Billy laughed, but he refused to bitch about Helen.

“We really must look for a house very soon,” said Janey.

Rupert persuaded Helen to give a party at Penscombe for Billy and Janey. As she’d done up the house so beautifully, he said, it would be nice for everyone to see it, and they hadn’t had a party since their marriage. She wouldn’t have to do any work. They’d get in caterers, and as the drawing room wasn’t big enough for dancing, they’d hire a marquee. The party would be held in the middle of December just before the Olympia Christmas show, so all the foreign riders would be in the country.

There were frightful arguments over the guest list; all the show-jumping fraternity had to be asked.

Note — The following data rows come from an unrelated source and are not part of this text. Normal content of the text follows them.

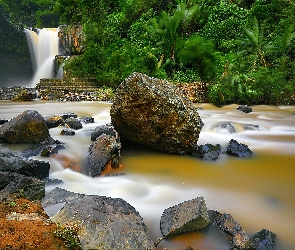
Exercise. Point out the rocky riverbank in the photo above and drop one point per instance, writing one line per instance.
(99, 222)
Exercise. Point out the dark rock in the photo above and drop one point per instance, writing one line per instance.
(227, 126)
(24, 96)
(245, 108)
(59, 195)
(54, 121)
(87, 119)
(46, 152)
(106, 223)
(67, 132)
(73, 123)
(20, 186)
(238, 149)
(188, 216)
(238, 238)
(102, 152)
(69, 115)
(12, 162)
(154, 113)
(28, 127)
(57, 148)
(2, 121)
(264, 240)
(208, 152)
(102, 129)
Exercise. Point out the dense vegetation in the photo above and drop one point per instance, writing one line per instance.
(243, 50)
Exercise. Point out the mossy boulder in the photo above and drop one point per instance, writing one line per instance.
(154, 113)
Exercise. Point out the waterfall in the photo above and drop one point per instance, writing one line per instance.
(43, 46)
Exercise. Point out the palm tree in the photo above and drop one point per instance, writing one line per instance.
(255, 42)
(168, 33)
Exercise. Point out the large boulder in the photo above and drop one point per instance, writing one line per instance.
(264, 240)
(153, 113)
(188, 216)
(102, 129)
(102, 152)
(105, 223)
(27, 127)
(12, 162)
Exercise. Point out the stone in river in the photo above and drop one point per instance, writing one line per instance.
(154, 113)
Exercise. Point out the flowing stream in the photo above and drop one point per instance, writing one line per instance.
(43, 46)
(257, 191)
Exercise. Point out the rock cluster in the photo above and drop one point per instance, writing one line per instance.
(27, 127)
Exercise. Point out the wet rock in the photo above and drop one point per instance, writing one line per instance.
(53, 121)
(208, 152)
(58, 147)
(264, 240)
(27, 127)
(105, 223)
(87, 119)
(188, 216)
(14, 185)
(103, 129)
(68, 162)
(12, 162)
(103, 151)
(238, 149)
(59, 195)
(46, 152)
(245, 108)
(238, 238)
(73, 123)
(69, 115)
(229, 127)
(67, 132)
(24, 96)
(2, 121)
(154, 113)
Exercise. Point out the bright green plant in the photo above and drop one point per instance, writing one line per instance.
(198, 54)
(105, 93)
(254, 42)
(167, 32)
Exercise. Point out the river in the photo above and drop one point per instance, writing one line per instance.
(257, 191)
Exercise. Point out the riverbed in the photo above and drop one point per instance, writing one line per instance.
(257, 191)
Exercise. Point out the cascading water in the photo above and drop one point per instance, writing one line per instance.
(44, 46)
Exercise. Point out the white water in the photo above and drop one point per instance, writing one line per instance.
(257, 191)
(44, 46)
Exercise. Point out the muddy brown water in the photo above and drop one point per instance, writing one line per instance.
(258, 191)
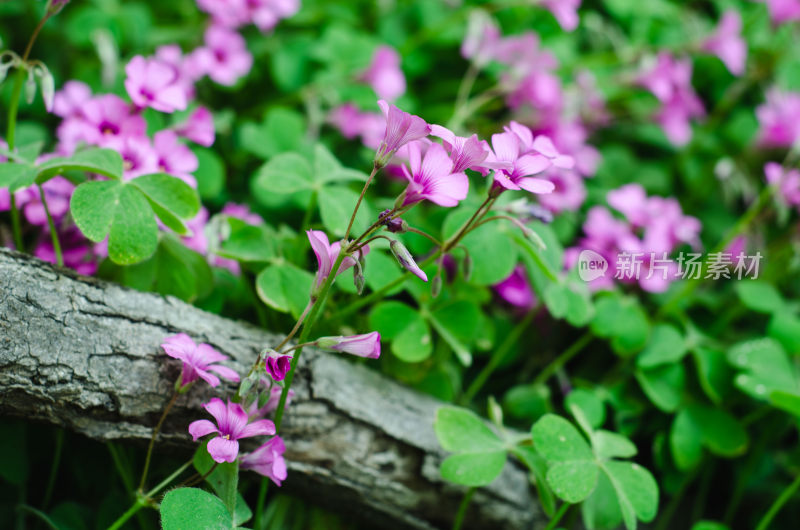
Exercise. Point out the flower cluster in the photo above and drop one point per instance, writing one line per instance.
(651, 225)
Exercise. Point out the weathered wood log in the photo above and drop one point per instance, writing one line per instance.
(84, 354)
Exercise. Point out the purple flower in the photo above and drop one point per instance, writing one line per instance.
(466, 153)
(198, 360)
(403, 256)
(565, 11)
(232, 425)
(569, 191)
(787, 181)
(175, 158)
(154, 83)
(327, 255)
(384, 74)
(224, 57)
(401, 128)
(779, 119)
(670, 81)
(433, 178)
(781, 11)
(368, 345)
(727, 42)
(516, 289)
(199, 127)
(507, 149)
(277, 365)
(267, 460)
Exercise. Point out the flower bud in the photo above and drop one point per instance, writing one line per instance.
(467, 267)
(403, 256)
(368, 345)
(277, 365)
(30, 87)
(436, 285)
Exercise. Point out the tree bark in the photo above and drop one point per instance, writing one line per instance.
(84, 354)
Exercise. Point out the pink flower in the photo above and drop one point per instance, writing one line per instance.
(138, 156)
(781, 11)
(277, 365)
(569, 191)
(516, 289)
(466, 153)
(787, 181)
(368, 345)
(507, 148)
(327, 255)
(384, 74)
(70, 99)
(154, 83)
(728, 44)
(670, 81)
(406, 260)
(433, 178)
(198, 360)
(267, 460)
(231, 427)
(225, 56)
(565, 11)
(198, 128)
(401, 128)
(779, 119)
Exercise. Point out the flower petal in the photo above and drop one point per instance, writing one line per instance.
(258, 428)
(200, 428)
(223, 450)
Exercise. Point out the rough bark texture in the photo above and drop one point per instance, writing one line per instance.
(84, 354)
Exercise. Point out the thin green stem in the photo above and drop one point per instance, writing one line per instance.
(53, 232)
(358, 203)
(778, 504)
(262, 498)
(497, 358)
(564, 358)
(127, 481)
(296, 326)
(740, 226)
(562, 511)
(51, 479)
(153, 437)
(462, 508)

“But not Malise Gordon or Colonel Roxborough. I don’t want any grown-ups,” said Rupert.

“Oh, we must have Malise,” protested Helen. “He’s so civilized.”

“He wasn’t very civilized when Ivor Braine took the wrong course in the Nations’ Cup last week. If he comes, he’ll start telling me to go to bed early because I’ve got a class next year.”

“You ought to ask him,” said Billy. “He’d be awfully hurt.”

“Oh, all right, but I’m not asking Jake Lovell. His fat wife wouldn’t get through the door.”

By the time they’d included Janey’s Fleet Street friends, and most of the celebrities she had interviewed, who knew Rupert and Billy anyway, as well as all Rupert’s smart friends, the numbers were up to three hundred. Rupert flipped through the final selection.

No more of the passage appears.